Ezra didn’t answer as he slipped his arms from around her. His fingers found her face, her cheek, then skimmed down to her jaw, the soft dip of her chin. He traced a fingertip along the line of her bottom lip, then angled closer. He pressed a kiss to her upper lip, then her lower one.

He said, “All right.”





PART IV





Slaughter





CHAPTER THIRTY-EIGHT





I have seen the beasts of the wood. I have seen the spirits that lurk between the trees and swam with the demons of the deep water. I have watched the dead walk on human feet, kept company with the cursed and the crucified, the predators and their prey. I have known the night and I have called it my friend.

—MIRIAM MOORE





IMMANUELLE KNELT IN the middle of her bedroom, hands clasped, dressed in the pale silks of her cutting gown. She was supposed to be praying, but her thoughts were not with the Father. As she crouched there on the floor, the occurrences of the past few days flashed through her mind like the bright beginnings of a headache.

Ezra’s sham of a trial had come and gone, as had the sentencing that followed it. Like Immanuelle, he had been indicted on all counts, but she’d heard no word beyond that. She knew only that he was still alive and jailed somewhere below in the catacombs of the Haven. She could only hope they were treating him with more kindness than they had her. Not that it mattered for much longer.

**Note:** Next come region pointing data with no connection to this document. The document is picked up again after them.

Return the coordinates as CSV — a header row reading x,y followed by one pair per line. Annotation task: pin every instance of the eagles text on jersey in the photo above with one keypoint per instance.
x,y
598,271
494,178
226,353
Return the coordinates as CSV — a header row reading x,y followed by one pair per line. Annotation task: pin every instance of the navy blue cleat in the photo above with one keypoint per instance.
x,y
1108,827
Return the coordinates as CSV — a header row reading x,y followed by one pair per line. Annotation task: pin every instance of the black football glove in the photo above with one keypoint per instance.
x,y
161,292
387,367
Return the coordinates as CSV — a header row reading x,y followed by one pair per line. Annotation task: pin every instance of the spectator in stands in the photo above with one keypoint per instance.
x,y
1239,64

In the days leading up to her cutting, she had traced and retraced the reversal sigil—in the soft crook of her inner elbow, on walls and tables, and into the pillows she slept on at night. And every time she made that mark—committing it to memory over and over again—she prepared herself for the sacrifice at hand. The sacrifice she would make the night of her cutting, when she was called to her husband’s bed. She felt there was some poetic justice in it all. That seventeen years after Miriam had taken up the Prophet’s holy dagger, Immanuelle would take up that very same blade and carve the sigil that would reverse the curses her mother had wrought all those years ago.